Build Your First Data Platform
With AI and Big Data reaching levels beyond expectations, one can only wonder how all of this data is being processed and handled! In our previous article, we discussed the importance of data platforms to data-driven companies, allowing them to handle and process hundreds of petabytes of data within a few minutes. We also touched on the critical role data platform engineers play in establishing a robust and reliable infrastructure that serves ever-growing data use cases.
Today, I want us to dive deeper into the data platform engineer role. In this article, I’ll show you just how accessible the field is and guide you through building your first-ever data platform.
Taking The First Step
While going through some data platform designs shared by companies like Uber and Netflix can be both exciting and intimidating, becoming a data platform engineer is actually much more accessible than these articles might suggest.
Trying out data platforming and taking the first step, is easier than you might think. In fact, by the end of this article, you’ll have taken your first step as a data platform engineer and will have a good plan for your second step to move forward!
Data Platform: Use Case
Glossary
Let’s briefly define some key terms:
- MySQL: An open-source relational database management system.
- Doris: An open-source, high-performance, real-time analytical database.

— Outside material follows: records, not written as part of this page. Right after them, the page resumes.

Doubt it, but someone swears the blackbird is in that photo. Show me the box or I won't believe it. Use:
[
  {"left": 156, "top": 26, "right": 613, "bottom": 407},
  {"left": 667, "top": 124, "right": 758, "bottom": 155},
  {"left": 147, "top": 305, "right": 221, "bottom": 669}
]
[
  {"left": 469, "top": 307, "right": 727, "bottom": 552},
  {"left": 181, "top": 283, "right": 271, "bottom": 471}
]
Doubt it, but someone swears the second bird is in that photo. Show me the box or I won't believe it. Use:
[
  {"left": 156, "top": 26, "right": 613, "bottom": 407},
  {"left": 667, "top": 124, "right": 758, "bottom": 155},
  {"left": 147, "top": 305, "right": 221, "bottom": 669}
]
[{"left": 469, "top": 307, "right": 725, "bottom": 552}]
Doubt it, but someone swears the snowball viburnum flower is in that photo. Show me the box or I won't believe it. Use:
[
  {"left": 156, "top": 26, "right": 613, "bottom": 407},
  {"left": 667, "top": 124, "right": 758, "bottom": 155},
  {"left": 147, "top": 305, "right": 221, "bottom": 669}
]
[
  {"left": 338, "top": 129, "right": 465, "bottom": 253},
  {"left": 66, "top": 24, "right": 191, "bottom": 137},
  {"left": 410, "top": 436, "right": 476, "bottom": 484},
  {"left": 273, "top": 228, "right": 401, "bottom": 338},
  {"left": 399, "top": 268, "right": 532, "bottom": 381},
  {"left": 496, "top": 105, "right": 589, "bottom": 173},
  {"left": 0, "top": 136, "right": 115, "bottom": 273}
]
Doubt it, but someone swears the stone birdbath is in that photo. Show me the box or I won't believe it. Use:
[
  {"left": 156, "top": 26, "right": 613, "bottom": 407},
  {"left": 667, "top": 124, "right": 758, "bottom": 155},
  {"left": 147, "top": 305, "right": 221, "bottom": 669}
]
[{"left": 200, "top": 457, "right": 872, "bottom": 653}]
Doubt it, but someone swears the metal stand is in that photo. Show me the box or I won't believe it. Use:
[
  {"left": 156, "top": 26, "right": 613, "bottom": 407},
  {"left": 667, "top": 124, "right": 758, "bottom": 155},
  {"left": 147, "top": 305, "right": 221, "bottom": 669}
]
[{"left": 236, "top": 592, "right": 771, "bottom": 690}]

- Flink: A framework and distributed processing engine for stateful computations of data streams and batches.
Business scenario
Picture an online retailer selling products on their website. They want to run some analysis on user activity, generate product recommendations and sales forecasts.
While their application’s back-end might benefit from the advantages offered by a MySQL database, their analysts will struggle as this database is not optimised for high volume reads and complex queries at scale.
Data Platform: The Solution
The business hires you as their data platform engineer to address this issue. You identify that we need to replicate the needed tables into an analytics data warehouse that allows analysts to work on the data efficiently and drive value for the business in record time.
After some research, you propose the following design:
This design will allow the application’s back-end to run smoothly with the MySQL database while our Connector ensures every data entry in MySQL is synchronized to Doris in real time to provide analytics with the latest view of the business’ data at all times.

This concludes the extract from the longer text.